Every once in a while, portions of the crowd would break into a melee of sticks, fists, shields and mace—even as people who didn’t want to involved stood just 10 feet away. Bottles flew back and forth, then rocks. White nationalists sprayed bear mace into the crowd. One counter-protestor even turned a can of spray paint that had been thrown at him into a mini-flamethrower. The police simply sat by and didn’t intervene. 

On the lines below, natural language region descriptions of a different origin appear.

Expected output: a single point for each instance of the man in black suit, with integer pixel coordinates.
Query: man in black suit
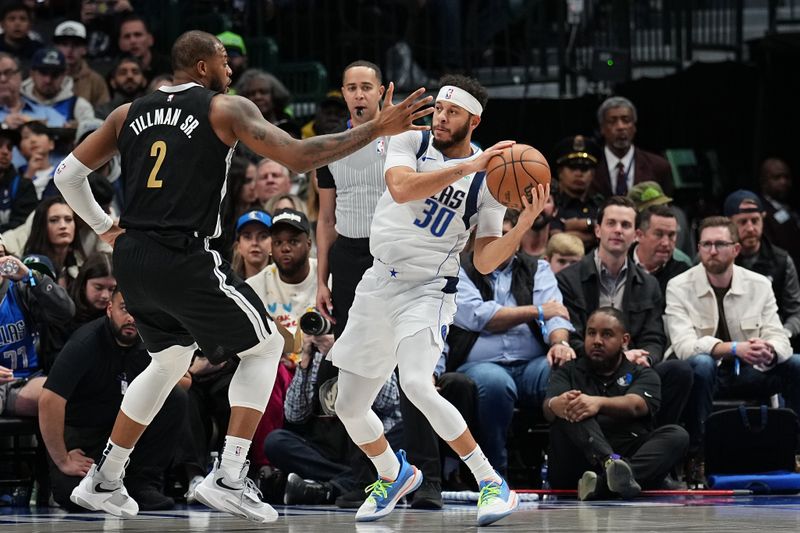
(622, 165)
(608, 277)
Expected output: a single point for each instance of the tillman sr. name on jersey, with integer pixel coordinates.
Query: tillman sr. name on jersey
(169, 116)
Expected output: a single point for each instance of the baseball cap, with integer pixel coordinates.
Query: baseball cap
(40, 263)
(733, 202)
(576, 148)
(647, 194)
(48, 59)
(292, 217)
(69, 29)
(261, 217)
(233, 43)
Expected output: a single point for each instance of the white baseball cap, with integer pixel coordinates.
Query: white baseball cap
(70, 28)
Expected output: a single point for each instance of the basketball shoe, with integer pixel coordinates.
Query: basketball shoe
(239, 496)
(384, 495)
(495, 501)
(97, 493)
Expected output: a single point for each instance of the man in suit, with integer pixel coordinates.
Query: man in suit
(622, 165)
(608, 277)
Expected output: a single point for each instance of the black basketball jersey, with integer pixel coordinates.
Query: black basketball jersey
(174, 166)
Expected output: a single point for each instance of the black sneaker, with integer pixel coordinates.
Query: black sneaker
(352, 499)
(301, 491)
(427, 496)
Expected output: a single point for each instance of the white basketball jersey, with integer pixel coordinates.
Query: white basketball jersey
(422, 239)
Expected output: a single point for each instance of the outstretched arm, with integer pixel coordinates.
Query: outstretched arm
(242, 118)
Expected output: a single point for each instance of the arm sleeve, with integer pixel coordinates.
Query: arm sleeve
(403, 150)
(71, 180)
(472, 313)
(325, 178)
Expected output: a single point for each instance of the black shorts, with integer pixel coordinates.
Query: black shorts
(181, 292)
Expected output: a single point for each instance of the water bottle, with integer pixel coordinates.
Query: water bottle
(212, 460)
(543, 474)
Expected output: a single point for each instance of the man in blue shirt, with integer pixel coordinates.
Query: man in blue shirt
(517, 329)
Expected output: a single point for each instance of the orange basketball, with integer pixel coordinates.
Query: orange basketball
(516, 172)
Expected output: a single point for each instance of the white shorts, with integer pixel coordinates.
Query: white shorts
(385, 311)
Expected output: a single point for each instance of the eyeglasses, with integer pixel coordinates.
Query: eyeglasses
(719, 245)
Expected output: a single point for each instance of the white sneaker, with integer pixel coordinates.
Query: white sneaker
(195, 481)
(97, 493)
(239, 497)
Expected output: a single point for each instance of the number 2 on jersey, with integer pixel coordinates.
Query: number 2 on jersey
(159, 151)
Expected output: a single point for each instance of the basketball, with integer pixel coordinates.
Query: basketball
(514, 172)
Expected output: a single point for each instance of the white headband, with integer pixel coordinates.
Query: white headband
(461, 98)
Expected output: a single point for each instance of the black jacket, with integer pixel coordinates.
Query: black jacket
(642, 305)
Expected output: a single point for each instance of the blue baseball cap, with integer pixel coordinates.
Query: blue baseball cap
(261, 217)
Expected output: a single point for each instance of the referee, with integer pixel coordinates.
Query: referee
(349, 190)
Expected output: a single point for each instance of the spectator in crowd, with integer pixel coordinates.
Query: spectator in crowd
(102, 19)
(78, 407)
(17, 195)
(137, 41)
(648, 194)
(15, 20)
(272, 179)
(53, 235)
(723, 319)
(30, 300)
(16, 110)
(127, 82)
(237, 54)
(576, 160)
(288, 288)
(656, 234)
(92, 289)
(622, 164)
(562, 251)
(36, 146)
(70, 39)
(758, 254)
(782, 221)
(50, 86)
(510, 328)
(602, 407)
(253, 249)
(271, 97)
(240, 198)
(607, 277)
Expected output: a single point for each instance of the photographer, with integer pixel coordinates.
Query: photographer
(288, 287)
(28, 300)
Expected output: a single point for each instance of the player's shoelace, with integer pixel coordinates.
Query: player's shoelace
(489, 492)
(378, 489)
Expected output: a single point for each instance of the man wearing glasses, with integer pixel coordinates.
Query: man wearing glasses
(723, 319)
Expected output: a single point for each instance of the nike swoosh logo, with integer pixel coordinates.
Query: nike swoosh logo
(223, 485)
(99, 488)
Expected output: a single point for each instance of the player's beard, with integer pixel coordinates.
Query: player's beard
(456, 137)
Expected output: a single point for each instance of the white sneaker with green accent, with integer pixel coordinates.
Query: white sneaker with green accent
(496, 501)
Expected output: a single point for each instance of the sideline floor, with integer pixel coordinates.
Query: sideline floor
(686, 514)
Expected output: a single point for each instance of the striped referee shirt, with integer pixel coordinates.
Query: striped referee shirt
(359, 183)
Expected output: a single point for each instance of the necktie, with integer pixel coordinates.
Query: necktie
(622, 180)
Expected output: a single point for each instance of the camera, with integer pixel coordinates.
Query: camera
(313, 323)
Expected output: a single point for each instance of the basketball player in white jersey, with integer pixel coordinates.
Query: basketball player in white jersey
(435, 195)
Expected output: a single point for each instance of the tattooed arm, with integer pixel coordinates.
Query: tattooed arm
(235, 117)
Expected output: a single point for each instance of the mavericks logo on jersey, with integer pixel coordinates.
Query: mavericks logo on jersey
(164, 116)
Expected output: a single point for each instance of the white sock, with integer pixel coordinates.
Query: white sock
(386, 464)
(234, 455)
(113, 460)
(480, 467)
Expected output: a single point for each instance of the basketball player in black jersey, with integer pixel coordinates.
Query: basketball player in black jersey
(176, 145)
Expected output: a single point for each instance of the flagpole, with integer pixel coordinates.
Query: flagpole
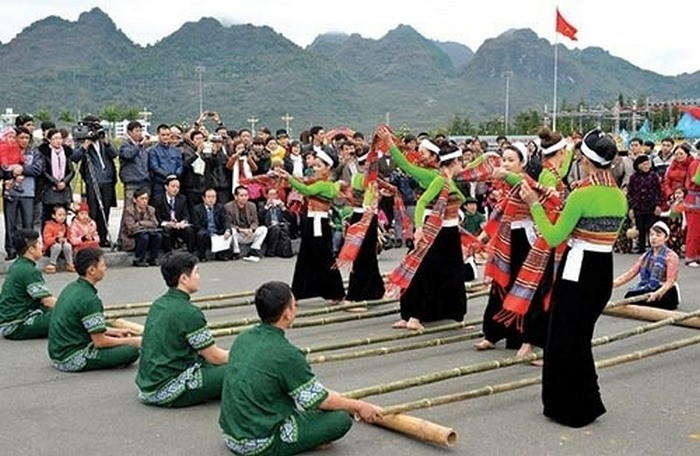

Finally, though, they tear-gassed everyone and dispersed both groups shortly before noon, ending the “Unite the Right” rally before any of the speakers made it to the microphone. (On the all-male roster were Richard Spencer, Matthew Heimbach, Mike Enoch, Michael Hill, Augustus Invictus, Baked Alaska, Pax Dickinson, Christopher Cantwell and Johnny Monoxide.) The fascists later marched to another park, but the police broke up their gathering. The White nationalists dispersed into different directions, many leaving in waiting vans.
 
The anti-racists, including me, regrouped in different locations, holding marches that spontaneously combined at around 1:30. There was a celebratory feeling among us—a mixture of Charlottesville residents and members of Congregate Charlottesville; various anti-fascists and anarchists; activists from Black Lives Matter and the Muslim Jewish Antifascist Front; and members of left-wing groups such as the Democratic Socialists of America, Workers World Party and Refuse Fascism. We had just turned the corner, from a broad street onto the alley-like Fourth Street, when three vehicles barreled through the crowd, sending bodies flying. Then the last car—a gray car that pushed a maroon and a sliver minivan into the crowd—backed up over a woman who had been struck and sped away. If I had been in the street instead of on the sidewalk, I would have been directly in front of the vehicles. Heather Heyer lay dying while many others were injured.


I won’t deny that I am still in shock that this happened. But I would not have been shocked if a neo-Nazi had pulled out a gun and started shooting. While car-ramming attacks are not uncommon in the rest of the world, and they were waged on Black Lives Matter demonstrations in Minneapolis, St. Louis and Portland, this is not a usual tactic of neo-Nazis. In my experience, they prefer firearms.


Fascist violence is not an anomaly. The movement itself is based on violence—the glorification of violence, the use of violent tactics as organizing tools, and the end goals of ethnic cleansing and genocide. There is no such thing as “peaceful ethnic cleansing,” as alt-right leader Spencer has advocated. It is White supremacy and antisemitism first, with hatred of Muslims, immigrants, LGBTQ people, feminists and leftists coming in at a close second.


The fascist Right and their allies united this weekend for what they hoped would be their big breakthrough. Before the march, AltRight.com, run by Spencer, posted, “People will talk about Charlottesville as a turning point. There will be a before Charlottesville and an after Charlottesville. Will you stand up for your history, your race and your way of life?”


For those opposed to fascism and far Right rhetoric and violence, there also needs to be a before and after. Just as fascists threaten so many groups, they provide us—Muslims, Jews, people of color, immigrants, LGBTQ people, feminists and progressives—an opportunity. Our common enemy allows us an opportunity to come together across our differences and work together, not just to oppose and contain their movement, but to do so based on a commitment to a vision of a cosmopolitan future based on respect and equality. I hope we seize this opportunity.